Make sure you retain good team members – especially at management level. Happy employees make good workers. Try to create a work environment that keeps your staff happy and motivated.
It means a powerful and empowering culture is a key factor in organisational success.
Susana is available to provide more support to your business. Connect with her on Enterprise Nation today.
You're probably all too familiar with the issues mentioned above, but what about the less acknowledged reasons why businesses fail?
One of the most common is when management doesn't learn from the inevitable mistakes and make adjustments to become more successful.
Persistence is very important but failing to adjust to a better way of doing things could be disastrous, as it only works if the business model is sound, and the right decisions are made along the way.
Indecisiveness is when you're unable to decide, conclude or resolve something. Fear of making the wrong decision is one of the reasons why many people hesitate when faced with a choice. You may be afraid of failure or even the consequences of success.
As a leader, you can't avoid making decisions. That's because not making business decisions is a decision in its own right. The difference is that you have control when you make your own choices.
Indecisiveness entails letting decisions, and their accompanying consequences, be determined for you. Having choices made for you is often fine if you work for someone else. However, no company runs itself. As a business owner, if you don't take the wheel of your business, it will crash.
On the other hand, when you own a small business, tasks and paperwork pile up on your desk. Putting them off is like piling up debt; eventually, they could overwhelm you.
An unwillingness to dedicate the necessary hours to keep basic administrative work done is one of the reasons small businesses don’t survive. This is why considering outsourcing payroll, VAT and tax returns as well automating collections and credit control could reduce pressure and keep things on the right path.

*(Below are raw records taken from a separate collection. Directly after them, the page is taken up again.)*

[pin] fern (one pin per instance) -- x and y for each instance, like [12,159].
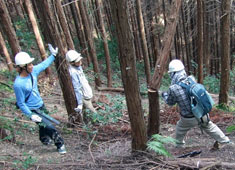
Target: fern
[230,129]
[157,144]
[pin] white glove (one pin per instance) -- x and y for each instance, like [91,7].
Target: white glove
[78,109]
[36,118]
[53,51]
[164,96]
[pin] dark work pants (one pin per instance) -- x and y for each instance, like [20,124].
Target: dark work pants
[47,130]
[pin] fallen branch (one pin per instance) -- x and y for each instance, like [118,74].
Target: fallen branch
[90,148]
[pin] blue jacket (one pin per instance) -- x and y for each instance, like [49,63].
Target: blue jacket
[23,88]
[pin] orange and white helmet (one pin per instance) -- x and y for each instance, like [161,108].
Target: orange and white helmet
[73,56]
[22,58]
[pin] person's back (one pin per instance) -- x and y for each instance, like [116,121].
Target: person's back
[177,95]
[82,89]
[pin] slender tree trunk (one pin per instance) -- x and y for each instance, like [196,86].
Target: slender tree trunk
[49,19]
[200,40]
[91,46]
[206,42]
[64,25]
[143,41]
[154,120]
[225,52]
[8,29]
[36,32]
[105,43]
[6,53]
[127,60]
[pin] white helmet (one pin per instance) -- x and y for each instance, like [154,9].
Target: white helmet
[175,65]
[73,56]
[23,58]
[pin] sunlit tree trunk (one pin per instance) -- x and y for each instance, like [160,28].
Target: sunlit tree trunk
[143,41]
[8,29]
[6,53]
[36,32]
[105,43]
[154,109]
[64,25]
[49,19]
[127,60]
[225,52]
[90,42]
[200,40]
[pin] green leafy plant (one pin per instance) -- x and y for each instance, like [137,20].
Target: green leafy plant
[230,129]
[26,162]
[157,142]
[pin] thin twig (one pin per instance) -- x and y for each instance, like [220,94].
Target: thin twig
[90,148]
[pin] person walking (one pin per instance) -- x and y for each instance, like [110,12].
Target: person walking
[81,86]
[28,97]
[177,95]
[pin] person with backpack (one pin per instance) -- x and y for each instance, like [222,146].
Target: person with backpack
[29,100]
[176,94]
[81,86]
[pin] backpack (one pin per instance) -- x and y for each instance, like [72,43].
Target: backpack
[200,100]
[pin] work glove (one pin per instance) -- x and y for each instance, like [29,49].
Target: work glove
[78,109]
[53,51]
[36,118]
[164,96]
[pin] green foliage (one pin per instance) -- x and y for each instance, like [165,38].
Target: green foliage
[212,84]
[157,142]
[26,162]
[110,113]
[25,36]
[230,129]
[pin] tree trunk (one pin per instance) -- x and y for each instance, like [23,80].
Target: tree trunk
[52,26]
[225,52]
[105,43]
[160,67]
[6,53]
[206,42]
[127,60]
[64,25]
[143,41]
[8,29]
[200,40]
[91,46]
[36,32]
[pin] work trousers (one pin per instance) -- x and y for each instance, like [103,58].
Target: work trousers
[47,131]
[185,124]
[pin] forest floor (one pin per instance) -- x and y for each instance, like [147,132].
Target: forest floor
[107,146]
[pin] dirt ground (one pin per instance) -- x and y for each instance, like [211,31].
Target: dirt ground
[109,146]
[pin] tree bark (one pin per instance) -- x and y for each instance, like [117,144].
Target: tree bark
[127,60]
[105,43]
[200,40]
[225,52]
[6,53]
[91,46]
[36,32]
[160,67]
[62,68]
[8,29]
[143,41]
[64,25]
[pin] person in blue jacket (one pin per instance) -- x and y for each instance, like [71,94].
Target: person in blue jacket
[28,97]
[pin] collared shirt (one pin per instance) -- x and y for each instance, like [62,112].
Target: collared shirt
[81,86]
[24,88]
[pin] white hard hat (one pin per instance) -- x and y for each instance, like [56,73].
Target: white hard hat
[175,65]
[73,56]
[23,58]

Consistency is a key element for long-term success and failure to maintain a consistent approach and analyse results could increase your business's distress.
Many business owners fall in love with new ideas but get tired of them before they can reach their full potential and want to move on to the next great idea.
We've seen many business owners who couldn't recover their passion for their business after hard times. That's why it is so important to take time out to reflect on the big picture.
Business resilience is the ability an organisation has to quickly adapt to disruptions while maintaining continuous business operations and safeguarding people, assets and overall brand equity.
You may be an excellent personal trainer, but that isn't enough to make your personal training business successful.
Business owners tend to believe that they will excel at a number of tasks, from accounting to marketing to hiring staff. Although at the beginning of the venture, you have to identify the moment when you do not have the necessary skills to keep the momentum going – it's key to future-proofing your business.
When you don't have time to focus on the important, that's the moment to stop and reassess your business and your role in it. Do you behave like a full-time employee or the leader of your business?
It's important to develop a broad and diverse network, not only to keep you up-to-date on industry and financial changes but as part of your personal and professional development.
When your employees need advice, they will look to you for the answers. So, it's important you have a network you can approach for advice and run your ideas by before you make important decisions and financial commitments.
Read books and magazines, listen to podcasts about small businesses, visit business-related websites and network with your peers in the business community.
Embrace new approaches – it doesn’t mean you need to agree with all of them, but at least keep an open mind.